Belastingdruk verlagen
Met belastinginkomsten kun je mooie dingen doen, zoals de zorg betaalbaar houden, maar in de afgelopen decennia is de belastingdruk steeds schever verdeeld. Die druk gelijkmatiger verdelen levert veel nieuwe centjes op en kan inkomensverlies compenseren voor mensen die dat verlies het scherpst zouden voelen.
De welzijnseconomie
Dit nieuwe soort economisch beleid kun je funderen op nieuwe economische grondprincipes: met wat voor criteria beoordelen we economisch beleid en wat voor graadmeter gebruiken we voor economische prestaties? Er wordt vanuit verschillende hoeken hard gewerkt aan nieuwe antwoorden op die vragen; werk dat je kunt samenvatten met de term welzijnseconomie. De kern van die benadering: economische groei is doel, middel noch graadmeter meer. Ook worden de overheidsfinanciën langs een andere meetlat gelegd.
Een voorbeeld: als je “betaalbaar wonen” als een centrale doelstelling stelt, dan ga je geen heffing op verhuurders invoeren. Als je "balancing the budget" als doelstelling hebt, wat Nederland na de financiële crisis van 2008 had, dan doe je dat wel.
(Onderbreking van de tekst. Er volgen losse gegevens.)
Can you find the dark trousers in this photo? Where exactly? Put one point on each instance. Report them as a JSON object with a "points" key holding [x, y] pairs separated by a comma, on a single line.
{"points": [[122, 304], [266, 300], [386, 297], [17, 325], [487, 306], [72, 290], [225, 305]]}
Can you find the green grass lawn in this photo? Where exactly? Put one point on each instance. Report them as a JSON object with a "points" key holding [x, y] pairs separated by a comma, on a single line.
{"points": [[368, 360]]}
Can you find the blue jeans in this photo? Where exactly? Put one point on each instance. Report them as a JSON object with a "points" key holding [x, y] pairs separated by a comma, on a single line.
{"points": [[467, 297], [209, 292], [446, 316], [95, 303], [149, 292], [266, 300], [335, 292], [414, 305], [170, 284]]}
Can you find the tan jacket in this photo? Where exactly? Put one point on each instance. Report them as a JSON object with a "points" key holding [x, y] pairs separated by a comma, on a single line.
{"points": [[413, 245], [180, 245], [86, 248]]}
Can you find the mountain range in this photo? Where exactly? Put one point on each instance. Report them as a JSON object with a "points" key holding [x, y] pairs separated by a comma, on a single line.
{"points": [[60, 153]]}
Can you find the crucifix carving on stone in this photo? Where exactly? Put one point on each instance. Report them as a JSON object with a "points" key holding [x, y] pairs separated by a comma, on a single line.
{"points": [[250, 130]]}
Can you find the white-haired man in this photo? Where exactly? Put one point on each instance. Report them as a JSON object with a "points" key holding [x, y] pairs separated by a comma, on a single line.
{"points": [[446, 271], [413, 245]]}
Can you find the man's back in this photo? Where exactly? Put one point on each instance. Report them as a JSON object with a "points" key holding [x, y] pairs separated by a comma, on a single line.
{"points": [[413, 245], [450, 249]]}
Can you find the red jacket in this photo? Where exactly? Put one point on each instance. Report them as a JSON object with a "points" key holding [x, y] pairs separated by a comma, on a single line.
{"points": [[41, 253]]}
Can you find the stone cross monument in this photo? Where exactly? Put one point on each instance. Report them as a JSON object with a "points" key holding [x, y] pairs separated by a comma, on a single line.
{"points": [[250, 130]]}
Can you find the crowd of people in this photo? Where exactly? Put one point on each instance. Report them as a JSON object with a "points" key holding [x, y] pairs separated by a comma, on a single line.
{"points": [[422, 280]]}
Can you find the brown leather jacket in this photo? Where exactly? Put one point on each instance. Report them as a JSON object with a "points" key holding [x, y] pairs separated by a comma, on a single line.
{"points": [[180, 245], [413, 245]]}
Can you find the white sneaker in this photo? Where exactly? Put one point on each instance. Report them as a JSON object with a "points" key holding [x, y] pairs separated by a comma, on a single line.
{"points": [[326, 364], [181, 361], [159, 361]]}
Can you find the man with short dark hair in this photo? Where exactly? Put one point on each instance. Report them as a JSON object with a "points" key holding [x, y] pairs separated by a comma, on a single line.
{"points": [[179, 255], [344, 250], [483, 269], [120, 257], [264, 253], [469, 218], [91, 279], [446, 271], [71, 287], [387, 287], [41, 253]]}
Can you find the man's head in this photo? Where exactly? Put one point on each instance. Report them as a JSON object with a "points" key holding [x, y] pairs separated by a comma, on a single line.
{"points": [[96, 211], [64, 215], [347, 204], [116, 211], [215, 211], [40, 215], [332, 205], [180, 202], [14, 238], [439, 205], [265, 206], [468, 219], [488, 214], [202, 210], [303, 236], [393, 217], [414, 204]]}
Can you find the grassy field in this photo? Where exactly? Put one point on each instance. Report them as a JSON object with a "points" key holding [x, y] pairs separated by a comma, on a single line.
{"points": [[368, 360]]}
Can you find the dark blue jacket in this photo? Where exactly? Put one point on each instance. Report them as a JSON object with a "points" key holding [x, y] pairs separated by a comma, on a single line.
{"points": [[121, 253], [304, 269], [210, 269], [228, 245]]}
Met nieuwe economische politiek zijn de overheidsfinanciën geen huishoudboekje meer, maar een portfolio van investeringen. De kernvraag is of het rendement goed is, niet of “er even veel in gaat als het eruit gaat”. (Zo’n omslag is een kwestie van herdefiniëring van economische principes, maar wordt ook mogelijk gemaakt omdat de economie zich nu anders gedraagt dan 40 jaar geleden.)
Nieuw politiek tijdperk?
Het interessante is de principes van nieuwe economische politiek langzaam mainstream aan het worden zijn. Het PvdA en zelfs de VVD pleiten voor een hoger minimumloon. De welzijnseconomie is een belangrijk kader voor GroenLinks. De tot voor kort onwaarschijnlijke overheidshulp tijdens de lockdown heeft die acceptatie waarschijnlijk versneld. Dat zou betekenen dat we nu een unieke kans hebben om deze ideeën een extra zetje naar de zetel der macht te geven, zodat ze niet blijven steken in verkiezingsprogramma’s.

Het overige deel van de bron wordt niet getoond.